The scream is not only a sound. It is also “a stain” ─ it is a sight/site connected to the palette of colour Bishop introduces: “too dark, too blue,” “cloud of bloom,” “violet.” Both this sound and sight are connected principally with the sky, the element of air. One of the connotations sky/air has is that of transcendence. Bishop links this realm directly with “forever.” Even though individual memory does not exist forever, Bishop says, however, that the scream is “alive forever.” By putting the scream (and many of the other sensory experiences of her childhood) into art, Bishop transfers the actuality and her memory of it outside herself, giving it a life closer to forever than her own temporal existence would permit. Of course, forever is a debatable reality, which none of us can know directly. What Bishop implies more manageably by her writing about the scream is that it is a valid subject for art; its continued existence has meaning. Art is also a new reality ─ it is more than just a repetition of what was; it is an intrinsic creation, different from anything else in experience. Art is one of humanity’s endeavours to establish permanence and continuity in the midst of ephemerality and transience.

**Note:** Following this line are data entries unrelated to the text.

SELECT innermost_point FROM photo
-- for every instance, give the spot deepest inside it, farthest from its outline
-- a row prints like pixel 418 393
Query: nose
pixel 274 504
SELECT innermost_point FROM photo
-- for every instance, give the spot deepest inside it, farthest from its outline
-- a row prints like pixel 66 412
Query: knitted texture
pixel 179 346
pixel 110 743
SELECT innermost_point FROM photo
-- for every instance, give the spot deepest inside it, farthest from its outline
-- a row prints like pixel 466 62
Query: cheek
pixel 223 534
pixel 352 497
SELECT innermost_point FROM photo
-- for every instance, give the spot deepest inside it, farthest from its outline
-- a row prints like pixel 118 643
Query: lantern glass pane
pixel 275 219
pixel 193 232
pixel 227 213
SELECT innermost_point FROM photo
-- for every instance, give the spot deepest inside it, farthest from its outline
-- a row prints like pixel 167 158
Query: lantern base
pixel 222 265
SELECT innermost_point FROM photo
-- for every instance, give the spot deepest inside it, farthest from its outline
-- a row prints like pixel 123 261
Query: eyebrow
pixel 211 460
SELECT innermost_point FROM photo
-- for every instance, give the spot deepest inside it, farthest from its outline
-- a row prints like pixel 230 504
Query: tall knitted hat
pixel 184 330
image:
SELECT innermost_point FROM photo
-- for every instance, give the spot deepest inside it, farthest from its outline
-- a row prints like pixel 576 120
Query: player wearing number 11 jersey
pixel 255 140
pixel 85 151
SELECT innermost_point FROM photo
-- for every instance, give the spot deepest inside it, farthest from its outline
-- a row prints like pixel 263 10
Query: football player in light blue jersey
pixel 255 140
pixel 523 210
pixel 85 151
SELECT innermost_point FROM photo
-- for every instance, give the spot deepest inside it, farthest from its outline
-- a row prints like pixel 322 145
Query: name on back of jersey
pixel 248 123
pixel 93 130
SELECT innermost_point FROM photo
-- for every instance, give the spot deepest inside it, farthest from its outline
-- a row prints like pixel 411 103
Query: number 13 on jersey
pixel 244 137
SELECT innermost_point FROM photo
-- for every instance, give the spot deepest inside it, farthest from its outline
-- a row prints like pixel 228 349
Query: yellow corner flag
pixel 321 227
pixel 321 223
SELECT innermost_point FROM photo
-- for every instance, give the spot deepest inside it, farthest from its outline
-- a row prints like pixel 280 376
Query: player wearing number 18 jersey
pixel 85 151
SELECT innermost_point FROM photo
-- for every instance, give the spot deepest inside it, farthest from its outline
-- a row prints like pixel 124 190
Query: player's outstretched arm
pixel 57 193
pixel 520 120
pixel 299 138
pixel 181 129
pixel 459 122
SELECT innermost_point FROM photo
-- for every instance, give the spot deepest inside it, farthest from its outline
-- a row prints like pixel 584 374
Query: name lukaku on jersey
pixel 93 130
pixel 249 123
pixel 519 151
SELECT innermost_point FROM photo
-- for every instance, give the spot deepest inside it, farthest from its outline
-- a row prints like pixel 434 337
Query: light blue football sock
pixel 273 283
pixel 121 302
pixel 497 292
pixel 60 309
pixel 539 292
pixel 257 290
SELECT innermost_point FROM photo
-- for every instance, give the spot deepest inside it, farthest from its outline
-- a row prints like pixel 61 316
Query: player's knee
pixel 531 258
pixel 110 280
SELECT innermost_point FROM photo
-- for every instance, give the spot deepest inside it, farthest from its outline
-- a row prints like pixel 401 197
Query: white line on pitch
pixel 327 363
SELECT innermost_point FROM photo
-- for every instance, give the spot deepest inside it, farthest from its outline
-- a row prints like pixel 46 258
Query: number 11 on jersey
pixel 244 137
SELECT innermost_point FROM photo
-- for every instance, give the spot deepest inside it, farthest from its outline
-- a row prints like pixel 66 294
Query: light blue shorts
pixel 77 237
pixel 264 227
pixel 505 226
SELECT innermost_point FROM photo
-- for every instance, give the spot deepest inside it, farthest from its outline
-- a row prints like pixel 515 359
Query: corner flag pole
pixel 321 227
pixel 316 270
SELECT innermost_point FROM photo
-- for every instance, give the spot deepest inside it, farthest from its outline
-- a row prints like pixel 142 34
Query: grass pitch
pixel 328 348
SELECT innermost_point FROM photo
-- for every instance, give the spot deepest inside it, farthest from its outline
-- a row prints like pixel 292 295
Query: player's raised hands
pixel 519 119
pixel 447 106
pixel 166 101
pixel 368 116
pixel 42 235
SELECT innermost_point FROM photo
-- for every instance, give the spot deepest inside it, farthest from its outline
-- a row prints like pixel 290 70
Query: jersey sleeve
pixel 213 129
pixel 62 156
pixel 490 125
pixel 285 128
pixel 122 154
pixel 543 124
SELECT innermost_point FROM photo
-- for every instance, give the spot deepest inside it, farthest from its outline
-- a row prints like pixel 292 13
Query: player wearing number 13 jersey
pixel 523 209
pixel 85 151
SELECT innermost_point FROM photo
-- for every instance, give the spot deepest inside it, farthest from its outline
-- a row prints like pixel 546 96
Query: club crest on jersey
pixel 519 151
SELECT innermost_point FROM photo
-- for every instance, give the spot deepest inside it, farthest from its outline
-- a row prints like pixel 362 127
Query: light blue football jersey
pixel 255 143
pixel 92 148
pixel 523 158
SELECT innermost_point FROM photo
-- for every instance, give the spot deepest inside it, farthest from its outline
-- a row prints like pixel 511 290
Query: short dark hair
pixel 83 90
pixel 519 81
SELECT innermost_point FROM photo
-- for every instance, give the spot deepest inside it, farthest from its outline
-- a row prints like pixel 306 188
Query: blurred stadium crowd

One of the techniques Bishop used in writing “In the Village” was compression: “I’ve just compressed time a little and perhaps put two summers together” (One Art 477). She compressed not only the facts (content), but also the form (structure). The principal way compression occurs in form is through language. In content and form compression is in part a selection process. Bishop made choices about what to include and omit. Her choices for this story are usually linked in some way to sensory experience. Because most of the story is told from the child's perspective this choice is logical, but one result of the necessity of the senses is that the story has an immediacy and concreteness which enhances its energy. In language, compression is enacted by word choice, of course. But in “In the Village” it is also manifested in word concentration. Again, the focus is on words which link in some way to sensory experience. One of the most obvious concentrations is onomatopoeia: the “Clang” (sometimes italicized so that it looks like it sounds) of the blacksmith’s hammer and anvil is meant to look like the sound on the page ─ and to sound like it when read aloud. But more than this, this small word is given immense weight in the story. It carries tremendous meaning. Bishop asks this sound to be redemptive in some way. She asks it to represent a holistic world, “pure and angelic,” as the scream is emblematic of a world “damaged and lost.” Rather than try to explain the sound (as she does to some degree with the scream), Bishop allows the sound to be simply what it is. Thus it carries all its possible meanings with authority.